NETGEAR is aware of a growing number of phone and online scams. To learn how to stay safe click here.
Forum Discussion
JDFuzz
Oct 26, 2020Aspirant
Volume Degraded after disk replacement
Hi I hope somebody can help me!
I got a message one day saying one of my two disks have failed (both 4xTB WD reds).
So I replaced the bad one with a 4TB Seagate Ironwolf as the newer WD reds had bad reviews,
After re-syncing the first time, the volume was still degraded. I had this message in my logs.
"Volume: The resync operation finished on volume data. However, the volume is still degraded."

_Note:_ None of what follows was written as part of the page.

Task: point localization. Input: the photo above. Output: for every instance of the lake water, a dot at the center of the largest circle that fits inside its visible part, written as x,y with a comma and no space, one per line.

Everytime I shut this thing down and it boots up again, it begins to resync which takes all day. At this point I'm not sure what to do. I'd try a factory reset after backing up my data but I do not have the storage capacity to do that without the NAS.
I saw a similar post asking for logs, so below is disk_info and mdstat.
Thank you!
disk_info
Device: sda Controller: 0 Channel: 0 Model: WDC WD40EFRX-68WT0N0 Serial: WD-WCC4E3RDS3R9 Firmware: 82.00A82W Class: SATA RPM: 5400 Sectors: 7814037168 Pool: data PoolType: RAID 1 PoolState: 3 PoolHostId: 1177b65c Health data ATA Error Count: 0 Reallocated Sectors: 0 Reallocation Events: 0 Spin Retry Count: 0 Current Pending Sector Count: 2163 Uncorrectable Sector Count: 0 Temperature: 34 Start/Stop Count: 4057 Power-On Hours: 23338 Power Cycle Count: 754 Load Cycle Count: 4080 Device: sdb Controller: 0 Channel: 1 Model: ST4000VN008-2DR166 Serial: ZGY7LFFH Firmware: SC60 Class: SATA RPM: 5980 Sectors: 7814037168 Pool: data PoolType: RAID 1 PoolState: 3 PoolHostId: 1177b65c Health data ATA Error Count: 0 Reallocated Sectors: 0 Reallocation Events: 0 Spin Retry Count: 0 End-to-End Errors: 0 Command Timeouts: 0 Current Pending Sector Count: 0 Uncorrectable Sector Count: 0 Temperature: 30 Start/Stop Count: 8 Power-On Hours: 45 Power Cycle Count: 5 Load Cycle Count: 51
mdstat
Personalities : [raid0] [raid1] [raid10] [raid6] [raid5] [raid4]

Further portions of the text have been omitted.